---
name: video-recap
description: >
 Generate a Chinese-narration recap video from an input video, end to end. Use when the user
 gives a video file (.mp4 / .mov / .mkv / .webm) and asks to add narration, generate voiceover,
 dub, summarize, or produce a recap (短剧 / 电视剧 / 电影 / 纪录片 / 科普). Orchestrates the
 video-* skill bundle: understanding → (agent writes narration) → cut → voiceover → assemble.
 触发词: 视频解说, 视频旁白, 生成解说, 视频recap, video recap, voiceover, narration, auto-dub, recap.
---

## What this is

A thin orchestrator over five independent, self-contained skills (each in `skills/`, sharing only
JSON/MP4 artifacts in a `work_dir` — no shared code):

```
video-understanding ─▶ (agent writes narration.json per video-script) ─▶ [video-cut] ─▶ video-voiceover ─▶ video-assemble
```

It is **stateless**: rerun the same command after writing `narration.json` to continue.
Understanding artifacts are reused when fresh. For per-stage detail, read each skill's own SKILL.md.

## Install / env

```bash
# ffmpeg: brew install ffmpeg | apt install ffmpeg | choco install ffmpeg
export MIMO_API_KEY=***          # ONE key drives ASR + VLM + TTS (all MiMo)
```

The whole pipeline runs on ffmpeg + a single MiMo key: ASR (`mimo-v2.5-asr`), VLM (`mimo-v2.5`),
TTS (`mimo-v2.5-tts`). `tp-*` Token Plan keys default to the cn cluster (`MIMO_TOKEN_PLAN_CLUSTER`).
Optional MiMo scene-chunk video understanding: `--mimo-video-overview`.
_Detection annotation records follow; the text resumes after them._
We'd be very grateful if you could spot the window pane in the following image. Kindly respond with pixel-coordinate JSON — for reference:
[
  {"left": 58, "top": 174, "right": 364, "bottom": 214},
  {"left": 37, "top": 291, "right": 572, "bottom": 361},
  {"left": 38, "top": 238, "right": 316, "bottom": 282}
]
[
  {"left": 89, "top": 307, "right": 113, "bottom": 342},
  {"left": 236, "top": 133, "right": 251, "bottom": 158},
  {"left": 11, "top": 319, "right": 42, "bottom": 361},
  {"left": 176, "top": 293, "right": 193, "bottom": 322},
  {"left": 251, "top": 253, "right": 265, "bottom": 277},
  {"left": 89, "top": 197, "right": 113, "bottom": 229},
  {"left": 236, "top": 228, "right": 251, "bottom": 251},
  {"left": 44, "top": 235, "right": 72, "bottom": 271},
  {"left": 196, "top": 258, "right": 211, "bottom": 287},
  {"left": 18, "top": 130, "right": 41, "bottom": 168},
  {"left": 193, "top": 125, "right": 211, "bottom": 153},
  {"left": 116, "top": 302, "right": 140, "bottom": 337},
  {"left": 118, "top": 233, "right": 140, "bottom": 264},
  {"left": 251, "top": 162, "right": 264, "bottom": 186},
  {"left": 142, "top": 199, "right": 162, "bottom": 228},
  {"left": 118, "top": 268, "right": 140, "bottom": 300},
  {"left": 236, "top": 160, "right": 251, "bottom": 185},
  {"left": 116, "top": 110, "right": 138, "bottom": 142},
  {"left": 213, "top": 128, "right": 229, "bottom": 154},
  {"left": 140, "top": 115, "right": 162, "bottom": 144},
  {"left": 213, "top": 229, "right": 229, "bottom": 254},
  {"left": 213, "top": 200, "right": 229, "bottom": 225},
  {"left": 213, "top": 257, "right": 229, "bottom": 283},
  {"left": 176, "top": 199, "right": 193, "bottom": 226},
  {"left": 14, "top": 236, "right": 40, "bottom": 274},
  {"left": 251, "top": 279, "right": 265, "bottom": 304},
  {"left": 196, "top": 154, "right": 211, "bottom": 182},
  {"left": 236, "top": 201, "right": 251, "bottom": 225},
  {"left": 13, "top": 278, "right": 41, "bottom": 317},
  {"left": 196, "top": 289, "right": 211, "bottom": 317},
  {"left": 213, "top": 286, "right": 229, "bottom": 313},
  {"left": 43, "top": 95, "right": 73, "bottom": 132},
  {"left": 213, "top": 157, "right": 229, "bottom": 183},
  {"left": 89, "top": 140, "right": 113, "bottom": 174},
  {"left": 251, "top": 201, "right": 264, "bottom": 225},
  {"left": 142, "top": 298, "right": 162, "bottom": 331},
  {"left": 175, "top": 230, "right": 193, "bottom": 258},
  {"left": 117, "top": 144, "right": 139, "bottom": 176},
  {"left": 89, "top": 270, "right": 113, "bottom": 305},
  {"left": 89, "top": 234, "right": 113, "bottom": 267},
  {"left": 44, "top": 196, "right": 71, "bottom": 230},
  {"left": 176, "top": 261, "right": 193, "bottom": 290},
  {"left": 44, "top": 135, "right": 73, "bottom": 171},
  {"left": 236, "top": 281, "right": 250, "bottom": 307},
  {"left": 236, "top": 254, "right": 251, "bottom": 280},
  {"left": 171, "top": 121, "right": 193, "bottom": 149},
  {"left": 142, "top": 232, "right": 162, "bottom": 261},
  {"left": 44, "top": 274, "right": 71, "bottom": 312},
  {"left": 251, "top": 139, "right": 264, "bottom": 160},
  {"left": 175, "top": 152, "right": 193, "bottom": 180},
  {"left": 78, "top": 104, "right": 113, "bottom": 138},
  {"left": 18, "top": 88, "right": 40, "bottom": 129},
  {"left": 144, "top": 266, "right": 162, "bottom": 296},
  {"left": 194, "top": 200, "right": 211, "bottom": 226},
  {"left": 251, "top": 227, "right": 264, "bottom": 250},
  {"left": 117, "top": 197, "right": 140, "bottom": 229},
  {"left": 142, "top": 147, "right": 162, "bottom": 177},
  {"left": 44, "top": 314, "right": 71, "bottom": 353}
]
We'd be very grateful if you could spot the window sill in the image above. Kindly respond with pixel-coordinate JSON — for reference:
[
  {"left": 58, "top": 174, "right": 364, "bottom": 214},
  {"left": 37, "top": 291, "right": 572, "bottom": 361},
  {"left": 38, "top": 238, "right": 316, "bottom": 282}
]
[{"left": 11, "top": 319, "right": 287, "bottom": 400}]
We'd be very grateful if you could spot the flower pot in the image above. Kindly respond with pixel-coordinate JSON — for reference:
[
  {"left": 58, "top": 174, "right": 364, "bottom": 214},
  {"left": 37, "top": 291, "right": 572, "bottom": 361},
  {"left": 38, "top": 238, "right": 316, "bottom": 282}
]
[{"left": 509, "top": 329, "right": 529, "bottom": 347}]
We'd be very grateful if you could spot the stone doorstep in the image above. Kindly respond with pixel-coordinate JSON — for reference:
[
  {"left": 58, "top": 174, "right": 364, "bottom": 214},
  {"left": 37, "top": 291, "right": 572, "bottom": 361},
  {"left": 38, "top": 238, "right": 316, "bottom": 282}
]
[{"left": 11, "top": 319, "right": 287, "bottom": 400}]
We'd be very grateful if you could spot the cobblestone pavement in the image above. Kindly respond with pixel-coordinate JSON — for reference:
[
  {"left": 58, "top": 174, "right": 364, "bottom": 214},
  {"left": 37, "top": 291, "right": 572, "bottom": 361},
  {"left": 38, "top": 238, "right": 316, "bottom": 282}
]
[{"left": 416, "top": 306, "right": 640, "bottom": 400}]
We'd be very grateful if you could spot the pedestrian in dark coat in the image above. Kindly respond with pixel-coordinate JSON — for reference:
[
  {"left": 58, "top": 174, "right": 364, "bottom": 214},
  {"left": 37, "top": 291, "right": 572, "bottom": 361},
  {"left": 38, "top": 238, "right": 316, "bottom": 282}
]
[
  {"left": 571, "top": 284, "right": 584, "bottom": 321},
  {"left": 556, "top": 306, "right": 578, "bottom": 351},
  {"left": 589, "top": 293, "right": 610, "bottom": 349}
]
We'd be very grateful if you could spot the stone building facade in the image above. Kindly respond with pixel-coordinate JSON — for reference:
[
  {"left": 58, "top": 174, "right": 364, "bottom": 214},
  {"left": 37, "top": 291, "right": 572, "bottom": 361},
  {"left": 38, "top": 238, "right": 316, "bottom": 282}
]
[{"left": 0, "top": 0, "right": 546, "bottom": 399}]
Overridable defaults (zero-config otherwise): see `references/config-playbook.md`.

## Use

### 0. Research first (recommended)

If you can identify the source (show, film, topic), research it **before** analyzing and write
`work_dir/background_research.json` (see `video-understanding/references/research-guide.md`).
video-understanding folds it into the VLM context, so scene analysis can name characters and read
scenes with plot knowledge instead of labelling everyone "黑衣男子". Skip it when you can't research.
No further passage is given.